Open a trading account.

Hopefully you’re now convinced. Tracking the market has delivered exceptional returns for over 100 years. 

The first step to track the market is to open a trading account.

My preferred platform in the UK is called Freetrade. It’s the cheapest. It costs £60 a year and trading on the platform is free.

If you open a Freetrade account using this link, we’ll both receive a free share worth up to £100.

Use an ISA

If you are a UK resident, invest your first £20k every year in a Stocks and Shares ISA for tax-free profit.

For any investment above the £20k yearly limit, use a General Investment Account.

Which fund or ETF is best?

I can’t advise you exactly what to invest in because everyone’s situation is different.

But, you want to look for a low-cost ETF or fund that tracks your chosen market.

As an example, I split my portfolio between the following ETFs on Freetrade:

  • The Vanguard S&P500 ETF (Code: £VUAG)

    • This ETF tracks the S&P 500 index which includes 500 of the biggest American companies.

    • It has an ongoing charge of 0.07% of your total holding each year.

  • The Vanguard FTSE All World ETF (Code: £VWRP)

    • This ETF tracks over 3,000 large and medium sized companies from around the world.

    • It has an ongoing charge of 0.22%.

Why do I choose these ETFs?

I have always favoured America. Over the last 100 years, America has led the way in innovation and economic growth. Over 50% of the world’s shares by market cap are American and the S&P500 has consistently outperformed.

Warren Buffett once said: “In its brief 232 years of existence ... there has been no incubator for unleashing human potential like America … Despite some severe interruptions, our country’s economic progress has been breathtaking. Our unwavering conclusion: Never bet against America.”

When it comes to investing, I’m very happy to follow Mr Buffett’s advice.

In recent years however, I’ve been adding to my FTSE All World holding. None of us can know the future. There are no guarantees that America will continue to lead the way. 

But I can confidently say that humans will continue to progress.
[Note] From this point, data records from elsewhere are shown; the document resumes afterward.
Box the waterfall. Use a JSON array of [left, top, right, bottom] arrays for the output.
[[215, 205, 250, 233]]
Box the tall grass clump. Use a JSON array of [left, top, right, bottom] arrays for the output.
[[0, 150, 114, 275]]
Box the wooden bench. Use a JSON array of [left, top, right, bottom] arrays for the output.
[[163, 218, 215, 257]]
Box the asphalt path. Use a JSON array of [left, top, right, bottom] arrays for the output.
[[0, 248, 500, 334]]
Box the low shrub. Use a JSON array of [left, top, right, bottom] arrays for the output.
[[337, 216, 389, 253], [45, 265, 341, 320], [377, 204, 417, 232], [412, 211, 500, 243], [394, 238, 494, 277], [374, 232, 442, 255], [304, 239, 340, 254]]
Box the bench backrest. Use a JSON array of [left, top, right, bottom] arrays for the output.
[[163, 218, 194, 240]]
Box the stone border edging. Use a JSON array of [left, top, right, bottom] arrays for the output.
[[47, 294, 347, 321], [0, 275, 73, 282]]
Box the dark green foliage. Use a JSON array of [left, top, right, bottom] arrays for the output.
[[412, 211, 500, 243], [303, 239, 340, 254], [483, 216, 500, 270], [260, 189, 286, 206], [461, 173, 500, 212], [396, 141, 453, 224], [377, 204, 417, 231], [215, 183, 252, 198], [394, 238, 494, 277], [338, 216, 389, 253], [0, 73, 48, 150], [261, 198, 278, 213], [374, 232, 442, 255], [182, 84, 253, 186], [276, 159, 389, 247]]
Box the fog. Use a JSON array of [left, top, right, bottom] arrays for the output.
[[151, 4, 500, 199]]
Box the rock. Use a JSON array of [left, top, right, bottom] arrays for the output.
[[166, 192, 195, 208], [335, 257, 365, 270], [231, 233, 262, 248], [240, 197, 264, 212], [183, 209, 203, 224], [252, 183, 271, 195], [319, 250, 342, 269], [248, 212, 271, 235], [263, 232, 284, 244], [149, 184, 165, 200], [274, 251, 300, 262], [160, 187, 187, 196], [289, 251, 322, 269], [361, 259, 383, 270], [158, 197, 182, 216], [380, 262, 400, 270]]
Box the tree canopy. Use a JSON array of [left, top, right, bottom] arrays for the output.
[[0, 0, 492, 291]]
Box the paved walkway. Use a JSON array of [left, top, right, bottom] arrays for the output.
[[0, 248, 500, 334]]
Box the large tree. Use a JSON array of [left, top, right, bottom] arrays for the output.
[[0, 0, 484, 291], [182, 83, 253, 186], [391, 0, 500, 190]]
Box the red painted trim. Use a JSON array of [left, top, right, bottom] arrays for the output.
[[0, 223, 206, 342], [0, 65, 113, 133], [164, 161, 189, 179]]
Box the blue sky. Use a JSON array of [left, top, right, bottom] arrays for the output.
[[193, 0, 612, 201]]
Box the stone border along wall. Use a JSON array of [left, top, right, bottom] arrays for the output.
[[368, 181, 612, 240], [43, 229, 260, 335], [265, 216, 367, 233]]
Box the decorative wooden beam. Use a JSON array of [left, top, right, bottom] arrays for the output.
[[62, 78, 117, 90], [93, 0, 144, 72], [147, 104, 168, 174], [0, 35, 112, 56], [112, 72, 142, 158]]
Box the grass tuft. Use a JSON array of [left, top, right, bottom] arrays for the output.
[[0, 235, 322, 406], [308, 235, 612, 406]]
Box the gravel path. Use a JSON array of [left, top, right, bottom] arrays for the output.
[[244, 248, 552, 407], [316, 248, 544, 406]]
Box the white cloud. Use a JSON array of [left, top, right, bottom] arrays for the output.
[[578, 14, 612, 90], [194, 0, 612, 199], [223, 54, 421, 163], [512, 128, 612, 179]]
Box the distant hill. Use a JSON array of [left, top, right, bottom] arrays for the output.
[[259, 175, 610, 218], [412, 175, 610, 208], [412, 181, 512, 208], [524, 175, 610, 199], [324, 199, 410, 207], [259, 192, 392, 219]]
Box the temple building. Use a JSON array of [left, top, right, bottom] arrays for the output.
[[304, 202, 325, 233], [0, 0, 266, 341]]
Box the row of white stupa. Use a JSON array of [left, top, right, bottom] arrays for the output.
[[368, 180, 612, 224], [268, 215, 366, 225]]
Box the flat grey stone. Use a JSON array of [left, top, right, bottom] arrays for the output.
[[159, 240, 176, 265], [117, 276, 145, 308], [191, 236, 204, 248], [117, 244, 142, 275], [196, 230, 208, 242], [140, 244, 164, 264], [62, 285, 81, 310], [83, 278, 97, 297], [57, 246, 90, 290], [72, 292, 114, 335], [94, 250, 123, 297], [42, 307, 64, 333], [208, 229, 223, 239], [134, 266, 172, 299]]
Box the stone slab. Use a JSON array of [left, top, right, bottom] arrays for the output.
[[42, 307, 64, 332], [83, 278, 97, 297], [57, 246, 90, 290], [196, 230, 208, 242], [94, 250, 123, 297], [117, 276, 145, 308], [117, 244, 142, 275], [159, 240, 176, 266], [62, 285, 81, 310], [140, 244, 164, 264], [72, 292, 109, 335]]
Capitalism incentivises innovation. In turn, our economies grow. By investing in the FTSE All-World Index, my portfolio will contain the stocks that will drive this growth irrespective of which country they are from.

In the very unlikely situation that humans fail to progress, society will be vastly different. It’s likely money will have lost its meaning. £100k under your bed will be just as useless as £100k in a trading account.

It isn’t easy.

I do understand. Following this strategy isn’t easy.

People prey on fear, suggesting you must pay a financial advisor or risk losing millions when investing.

Or they use your desire for short term gains against you. They tell you this crypto coin or meme stock is about to explode.

You hear stories of massive wins, but you never hear about the huge losses.

Your ego will get in the way and convince you that you know something nobody else does.

Instead of fighting this, I allow myself to pick a few shares with up to 10% of my portfolio. You may consider doing the same if it allows you to stay disciplined with the other 90%. 

Every year that goes by though, I add more to my low-cost ETFs and hold fewer individual stocks. It is the disciplined investing that has doubled my portfolio roughly every 5 years.

Of course, none of this constitutes financial advice.

But I hope that you too can make your money work for you and through the remarkable power of compounding growth, make your future self very happy.

A few additional notes

  • ETFs vs Index funds can be confusing. Ultimately you will achieve the same outcome from both but an ETF is often more prevalent and easier to trade. For a more in-depth comparison please see here.

  • Past performance is no guarantee of future results.

  • This Content is for informational purposes only, you should not construe any such information as investment, financial, or other advice.